And in general I think it's nice to have a consistent rule for people to follow when coming across new linear APIs that terminal operations return Ur and intermediate operations return non-Ur.

changlinli avatar Feb 19 '22 05:02 changlinli

My method works without the top level 1, but then you need the to put a 1 on the let:

import Data.Vect
import Data.DPair

data Arr : Type -> Type -> Type where
newArray : (size : Int) -> (1 _ : {0 s : Type} -> (1 _ : Arr s t) -> LPair a (Arr s t)) -> a
write : (1 _ : Arr s t) -> Int -> t -> Res Bool (const (Arr s t))

test : ()
test = newArray {t=String} 3 $ \a =>
    let _ # a = write a 0 "foo"
        1 a = newArray {t=String} 1 $ \b =>
            let _ # a = write a 1 "bar"
                _ # b = write b 0 "foo"
            in  a # b
        _ # a = write a 2 "baz"
    in () # a

I believe my method allows interweaving newArray with other linear things. I think Ur prevents interweaving.

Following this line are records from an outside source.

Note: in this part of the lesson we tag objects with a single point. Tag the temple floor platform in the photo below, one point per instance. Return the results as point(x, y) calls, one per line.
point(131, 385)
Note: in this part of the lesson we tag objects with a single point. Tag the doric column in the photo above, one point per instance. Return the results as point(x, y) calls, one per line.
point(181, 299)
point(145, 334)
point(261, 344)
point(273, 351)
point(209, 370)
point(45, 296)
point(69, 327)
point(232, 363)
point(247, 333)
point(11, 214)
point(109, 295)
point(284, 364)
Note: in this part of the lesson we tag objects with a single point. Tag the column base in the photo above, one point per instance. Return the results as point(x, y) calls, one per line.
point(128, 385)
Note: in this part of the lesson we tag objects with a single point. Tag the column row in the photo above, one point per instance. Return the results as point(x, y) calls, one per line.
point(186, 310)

michaelmesser avatar Feb 19 '22 07:02 michaelmesser

I'm a newbie, so I'm sorry if this is a silly question. I don't understand why

f : (_ : 1 a) -> a
f x = x

is well-typed. Rust, for example, would not allow the analogous code, because you're returning a unique object in a context where it is not guaranteed to be unique. That seems to be what's going on in the OP's example.

ellbur avatar May 20 '22 00:05 ellbur

OK, I think I may have answered my own question. Again, I'm sorry for not understanding things.

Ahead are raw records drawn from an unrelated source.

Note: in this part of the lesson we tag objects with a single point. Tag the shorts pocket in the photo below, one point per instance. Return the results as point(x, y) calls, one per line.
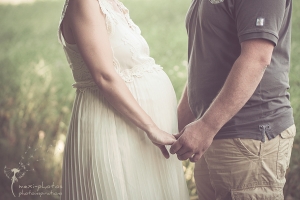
point(284, 151)
point(258, 193)
point(248, 147)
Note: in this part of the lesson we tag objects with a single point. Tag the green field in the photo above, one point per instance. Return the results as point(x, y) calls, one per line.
point(36, 95)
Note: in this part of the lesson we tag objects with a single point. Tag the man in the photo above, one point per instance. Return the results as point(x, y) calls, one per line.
point(235, 117)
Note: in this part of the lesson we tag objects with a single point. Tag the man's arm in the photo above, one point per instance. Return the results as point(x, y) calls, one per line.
point(243, 79)
point(185, 115)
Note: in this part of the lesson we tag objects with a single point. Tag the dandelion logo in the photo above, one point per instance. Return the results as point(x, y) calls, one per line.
point(14, 174)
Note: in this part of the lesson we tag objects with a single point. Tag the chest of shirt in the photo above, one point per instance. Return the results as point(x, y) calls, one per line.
point(211, 17)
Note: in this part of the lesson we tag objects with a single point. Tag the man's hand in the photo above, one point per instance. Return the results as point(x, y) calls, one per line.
point(193, 141)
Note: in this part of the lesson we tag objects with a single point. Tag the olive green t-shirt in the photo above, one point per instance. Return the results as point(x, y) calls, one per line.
point(216, 29)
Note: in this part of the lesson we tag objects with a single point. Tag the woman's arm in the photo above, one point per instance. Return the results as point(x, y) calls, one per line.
point(87, 23)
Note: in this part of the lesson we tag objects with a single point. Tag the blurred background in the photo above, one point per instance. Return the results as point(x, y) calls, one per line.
point(36, 95)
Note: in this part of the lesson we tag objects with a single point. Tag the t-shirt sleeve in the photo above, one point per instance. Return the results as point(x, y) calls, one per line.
point(259, 19)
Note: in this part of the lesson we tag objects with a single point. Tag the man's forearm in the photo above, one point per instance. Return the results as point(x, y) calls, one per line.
point(240, 84)
point(185, 115)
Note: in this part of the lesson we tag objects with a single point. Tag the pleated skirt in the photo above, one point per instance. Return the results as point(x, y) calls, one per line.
point(106, 157)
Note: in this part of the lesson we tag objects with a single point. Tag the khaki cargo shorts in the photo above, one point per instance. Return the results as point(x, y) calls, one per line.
point(245, 169)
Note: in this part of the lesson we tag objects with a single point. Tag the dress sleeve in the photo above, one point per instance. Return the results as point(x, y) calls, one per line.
point(109, 19)
point(259, 19)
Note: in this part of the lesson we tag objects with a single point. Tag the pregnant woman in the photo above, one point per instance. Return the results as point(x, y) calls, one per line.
point(124, 110)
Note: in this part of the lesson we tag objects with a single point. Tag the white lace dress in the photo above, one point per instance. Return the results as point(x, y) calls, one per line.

\x => x is allowed to have type (_ : 1 a) => a) because it is guaranteed to use the argument only once on the condition that the result is only used once. Thus, there is a secret 1 on the result whenever the argument is 1. So when you feed a 1 value to a (_ : 1 a) => a, the result is a 1 value. Ok. Got that now.

Then, the problem with e.g.,

makeArray : Int => t => Array t

is that you want to make the result 1, but you can only do that if there's a 1 argument. There's no way to make a 1 come out of nowhere.

That's why people are talking about a World type. The World type doesn't do anything, but it tricks the compiler into making the result 1. I see that now! Sorry for being slow.

But then I wonder... is there any reason the language couldn't allow you to produce a 1 value out of nowhere? I note you can do this in Rust, which is the only language I have experience with. But I don't know if that would cause some problems in Idris due to some difference between Idris and Rust.

ellbur avatar May 20 '22 00:05 ellbur